В редких случаях Политбюро приходилось делать уступку обстоятельствам. В начале 1930 г. назначенный полпредом в Варшаве В.А. Антонов-Овсеенко отказался выполнить решение Коллегии НКИД о вручении верительных грамот. Ссылаясь на общий смысл ранее полученных им указаний, он апеллировал к «Сессии». Политбюро предписало полпреду «пойти к министру и вручить верительные грамоты», но при этом поручило «указать» ему, что «мы не заинтересованы в обострении отношений с поляками». Такое косвенное раскрытие мотивов решения Политбюро (очевидных, впрочем, из первой части постановления) было продиктовано, на наш взгляд, обстоятельствами более существенными, чем неуступчивость Антонова-Овсеенко. Развертываемые в УССР антипольские акции пришли в начале 1930 г. в противоречие с потребностями стабилизации отношений с Польшей: на Правобережной Украине вместе со сплошной коллективизацией начались массовые протесты крестьян. Не отказываясь от прежних установок, высшее партийное руководство тем самым давало «сигнал» московской, харьковской и минской элите проявлять сдержанность, не доводя свое рвение до обострения советско-польских отношениях[34].
Другим примером – исключением, подтверждающим правило функциональной краткости, – является важное политическое постановление «О поездке т. Литвинова», принятое опросом в конце октября 1933 г. (накануне визита наркома по иностранным делам в Париж, ознаменовавшегося секретными договоренностями с министром иностранных дел Франции о возрождении франко-русского союза)[35]. В нем говорилось:
«а) Считать целесообразной остановку т. Литвинова в Берлине и не отказываться от бесед с Нейратом, а если пожелает Гитлер, то и с ним.
б) В случае, если немцы будут предлагать подписать протокол о том, что все конфликты улажены, то идти на это можно при условии, если они публично в той или иной извиняющейся форме выразят сожаление по поводу ряда неправильных действий германских властей в конфликте о журналистах.
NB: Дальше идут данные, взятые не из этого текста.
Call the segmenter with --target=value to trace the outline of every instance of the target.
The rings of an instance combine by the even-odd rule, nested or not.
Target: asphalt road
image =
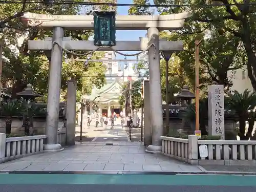
[[[13,172],[15,173],[15,172]],[[16,172],[16,173],[19,173]],[[19,173],[25,173],[24,172]],[[256,176],[254,175],[163,175],[156,174],[141,173],[140,174],[60,174],[58,172],[49,174],[48,172],[41,172],[41,173],[9,173],[0,174],[0,185],[3,187],[14,187],[15,185],[24,184],[24,187],[30,188],[35,185],[44,185],[48,187],[56,187],[55,185],[58,185],[60,187],[61,186],[67,186],[68,187],[70,185],[74,186],[77,186],[77,191],[79,191],[80,185],[84,185],[84,187],[90,187],[91,185],[98,186],[98,190],[100,190],[101,186],[109,185],[110,187],[117,186],[119,187],[124,187],[123,190],[128,190],[126,186],[141,186],[142,187],[151,188],[151,186],[162,186],[163,187],[168,186],[179,187],[180,190],[185,190],[187,187],[191,189],[198,190],[194,186],[205,186],[212,187],[212,189],[217,189],[219,186],[226,186],[235,187],[230,188],[234,191],[239,191],[239,188],[249,186],[256,191]],[[109,186],[109,185],[108,185]],[[185,188],[182,188],[186,186]],[[3,187],[0,188],[0,191],[3,191]],[[236,189],[237,188],[237,189]],[[65,187],[64,187],[65,188]],[[64,189],[62,188],[62,189]],[[103,188],[104,188],[104,187]],[[165,188],[163,188],[164,189]],[[72,191],[75,191],[73,188]],[[120,189],[120,188],[119,188]],[[120,190],[119,190],[120,191]],[[96,190],[96,189],[95,189]],[[231,190],[231,189],[230,189]],[[240,190],[240,189],[239,189]],[[246,192],[249,189],[246,189]],[[13,190],[16,191],[16,190]],[[36,190],[39,191],[38,190]],[[44,190],[42,190],[43,191]],[[54,190],[48,190],[51,192]],[[104,191],[103,190],[102,191]],[[106,190],[108,191],[108,190]],[[145,191],[146,190],[145,190]],[[151,191],[154,191],[151,190]],[[183,191],[184,190],[180,190]],[[213,190],[212,190],[213,191]],[[228,190],[227,190],[227,191]],[[11,191],[11,190],[8,190]],[[20,192],[22,190],[19,190]],[[28,192],[28,190],[26,190]],[[56,191],[58,191],[56,190]]]
[[[0,185],[1,192],[254,192],[256,187],[128,185]]]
Если же они протокола требовать не будут, то ограничиться беседой в тоне, дающем им понять, что мы не намерены углублять конфликт и готовы сделать все необходимое для восстановления прежних отношений.
в) Считать целесообразным при проезде через Париж встречу т. Литвинова с Поль Бонкуром, если соответствующее предложение т. Литвинову будет сделано»[36].
Составители этой резолюции не могли не быть осведомлены об обстановке, возникшей после окончательного выхода Германии из Лиги Наций 14 октября 1933 г. Сложившееся к середине октября англо-французское единство взглядов на недопустимость «немедленного перевооружения Германии» распалось. Решения лондонского кабинета 23 октября пока оставались тайной для Москвы, однако «исключительно дружественная» встреча британского госсекретаря с немецким послом (20 октября) и действия рейхсканцлера, впервые удостоившего английского посла в Берлине официального приема (24 октября), нашли адекватное отражение в сообщениях мировых информационных агентств: Великобритания начинала новый раунд усилий по достижению двусторонней договоренности с Германией по проблемам безопасности и вооружений. Уже по этой причине Гитлер был, менее чем когда бы то ни было заинтересован в публичном примирении с Советами и изъявлении сожалений по поводу действий властей Германии, предпринятых месяцем ранее в отношении советских корреспондентов; выступление Гитлера 24 октября содержало авансы по адресу Польши, но отнюдь не Советского Союза.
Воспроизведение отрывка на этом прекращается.